PixToPix supports picture translation among Verizon Wireless, Sprint, AT&T Wireless Services Inc., T-Mobile USA Inc., Cingular Wireless L.L.C. and Bell Mobility in Canada. Higgins said PixToPix is also working to add the rest of the industry’s major players, including Alltel Corp., Telus and others.

PixToPix users sign up to receive intercarrier picture messages by registering their phone numbers on the PixToPix Internet site. Users then must get their friends, family and co-workers to send camera-phone images to their PixToPix account, which is either your-phone-number@pixtopix.com or your-name@pixtopix.com. When a picture message is sent to a PixToPix user, the PixToPix service intercepts the message, strips it down to the basics and then reformats it into a message suitable for the receiver’s wireless phone and service.

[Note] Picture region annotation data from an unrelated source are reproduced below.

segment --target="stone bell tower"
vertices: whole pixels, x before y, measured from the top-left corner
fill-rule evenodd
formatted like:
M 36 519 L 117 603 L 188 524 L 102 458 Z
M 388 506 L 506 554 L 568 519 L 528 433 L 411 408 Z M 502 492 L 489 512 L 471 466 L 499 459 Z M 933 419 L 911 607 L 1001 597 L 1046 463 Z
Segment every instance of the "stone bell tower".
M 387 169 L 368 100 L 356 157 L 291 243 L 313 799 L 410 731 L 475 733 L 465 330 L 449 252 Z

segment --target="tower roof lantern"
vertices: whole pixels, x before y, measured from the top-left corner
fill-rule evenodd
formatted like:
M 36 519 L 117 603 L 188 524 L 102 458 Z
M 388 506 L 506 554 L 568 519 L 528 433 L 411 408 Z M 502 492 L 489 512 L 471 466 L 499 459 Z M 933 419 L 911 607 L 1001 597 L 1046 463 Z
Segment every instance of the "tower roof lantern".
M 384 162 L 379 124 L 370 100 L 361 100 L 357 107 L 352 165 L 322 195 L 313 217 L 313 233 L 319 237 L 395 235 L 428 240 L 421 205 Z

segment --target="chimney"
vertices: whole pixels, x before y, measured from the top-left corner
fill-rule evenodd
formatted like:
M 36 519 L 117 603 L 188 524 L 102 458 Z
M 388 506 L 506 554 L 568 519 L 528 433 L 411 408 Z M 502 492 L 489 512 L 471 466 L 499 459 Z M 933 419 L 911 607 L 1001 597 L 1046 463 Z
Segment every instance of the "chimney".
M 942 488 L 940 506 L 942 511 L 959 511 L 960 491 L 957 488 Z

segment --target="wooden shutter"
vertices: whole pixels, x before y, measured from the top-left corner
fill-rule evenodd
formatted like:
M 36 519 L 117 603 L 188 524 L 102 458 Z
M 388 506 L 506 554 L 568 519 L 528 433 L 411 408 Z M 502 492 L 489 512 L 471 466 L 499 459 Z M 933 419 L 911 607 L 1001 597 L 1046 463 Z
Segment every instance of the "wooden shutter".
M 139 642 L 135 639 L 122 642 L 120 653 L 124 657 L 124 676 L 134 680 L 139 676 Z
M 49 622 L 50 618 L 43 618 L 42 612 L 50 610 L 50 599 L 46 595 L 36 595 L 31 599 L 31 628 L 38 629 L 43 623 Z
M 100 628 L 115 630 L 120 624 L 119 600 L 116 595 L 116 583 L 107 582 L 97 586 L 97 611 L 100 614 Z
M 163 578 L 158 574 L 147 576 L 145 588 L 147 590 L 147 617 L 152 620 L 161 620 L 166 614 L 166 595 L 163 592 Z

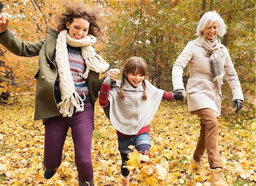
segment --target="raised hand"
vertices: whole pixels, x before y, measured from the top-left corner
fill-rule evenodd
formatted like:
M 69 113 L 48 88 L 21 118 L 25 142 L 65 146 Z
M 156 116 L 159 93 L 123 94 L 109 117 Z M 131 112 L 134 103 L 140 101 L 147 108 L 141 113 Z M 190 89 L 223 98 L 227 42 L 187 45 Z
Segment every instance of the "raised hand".
M 0 14 L 0 34 L 5 32 L 9 26 L 9 19 L 3 14 Z
M 239 110 L 243 107 L 243 101 L 241 100 L 235 100 L 233 101 L 233 108 L 234 109 L 237 107 L 235 113 L 237 113 Z
M 111 81 L 114 82 L 117 80 L 117 77 L 120 73 L 120 70 L 117 68 L 112 68 L 109 71 L 108 73 L 110 76 Z
M 174 97 L 175 100 L 183 100 L 186 97 L 186 93 L 183 89 L 177 89 L 174 92 Z

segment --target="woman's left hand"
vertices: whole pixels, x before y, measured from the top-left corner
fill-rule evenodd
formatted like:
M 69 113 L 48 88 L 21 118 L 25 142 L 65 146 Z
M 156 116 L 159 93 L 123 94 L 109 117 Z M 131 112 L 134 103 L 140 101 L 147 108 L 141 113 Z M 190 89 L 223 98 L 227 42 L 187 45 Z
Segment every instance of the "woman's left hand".
M 234 109 L 237 107 L 235 113 L 237 113 L 239 110 L 243 107 L 243 101 L 241 100 L 235 100 L 233 101 L 233 108 Z

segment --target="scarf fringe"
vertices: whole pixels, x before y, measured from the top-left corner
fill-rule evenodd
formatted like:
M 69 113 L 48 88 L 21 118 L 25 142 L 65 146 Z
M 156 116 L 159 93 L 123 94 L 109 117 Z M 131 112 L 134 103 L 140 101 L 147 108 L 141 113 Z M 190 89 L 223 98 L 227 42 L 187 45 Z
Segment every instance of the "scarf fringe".
M 57 106 L 63 117 L 71 117 L 75 111 L 84 111 L 84 100 L 81 98 L 75 90 L 70 70 L 67 44 L 81 47 L 82 56 L 86 65 L 85 72 L 83 75 L 86 79 L 90 70 L 102 73 L 110 66 L 101 56 L 97 54 L 92 47 L 96 40 L 96 38 L 92 35 L 88 35 L 81 40 L 76 40 L 70 36 L 67 30 L 63 30 L 59 34 L 56 46 L 56 61 L 60 80 L 61 101 Z
M 103 73 L 110 66 L 109 64 L 106 63 L 102 57 L 99 55 L 96 55 L 84 60 L 86 64 L 86 69 L 82 77 L 85 79 L 88 77 L 89 70 L 93 70 L 97 73 Z
M 81 103 L 81 104 L 80 104 Z M 60 112 L 63 117 L 71 117 L 74 113 L 75 108 L 76 113 L 84 111 L 84 104 L 77 92 L 75 92 L 69 97 L 62 100 L 57 105 Z

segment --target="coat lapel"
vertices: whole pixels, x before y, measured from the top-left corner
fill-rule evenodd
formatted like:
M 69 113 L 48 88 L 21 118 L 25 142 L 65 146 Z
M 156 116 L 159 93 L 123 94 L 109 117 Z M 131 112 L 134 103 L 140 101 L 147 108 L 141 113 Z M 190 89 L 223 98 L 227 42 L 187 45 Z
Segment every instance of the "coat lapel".
M 46 37 L 46 56 L 52 62 L 55 53 L 55 46 L 59 32 L 52 28 L 47 28 L 47 36 Z

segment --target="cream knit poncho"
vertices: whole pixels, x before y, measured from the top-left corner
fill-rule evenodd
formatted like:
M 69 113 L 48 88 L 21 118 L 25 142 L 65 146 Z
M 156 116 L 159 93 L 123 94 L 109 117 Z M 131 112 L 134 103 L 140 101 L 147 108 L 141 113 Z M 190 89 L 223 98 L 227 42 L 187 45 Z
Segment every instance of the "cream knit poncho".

This method works for all of the carriers except Sprint and Bell Mobility, Higgins explained, because they use picture-messaging technology from LightSurf. Under the LightSurf picture-messaging system, users receive a link to a picture that is actually stored on a server, and users must access the server to view their picture messages. To translate such messages for subscribers of other carriers, the PixToPix service must extract the image from the LightSurf system and then store it on PixToPix’s own server, thus allowing the company to reformat the message and send it on to a user of another carrier. To send a picture message to a Sprint or Bell Mobility user through the PixToPix service, the company first must store the message on its server and then send a link to a Sprint or Bell Mobility user with the location of the image.

So what’s next for Higgins and his two partners? Higgins said the company plans to add additional features such as a picture-hosting service that would allow users to post their images on the Internet as a sort of mobile blog. Higgins said the company is also looking to raise some venture capital and then, ultimately, sell its service to the nation’s carriers and thus solve the intercarrier messaging dilemma.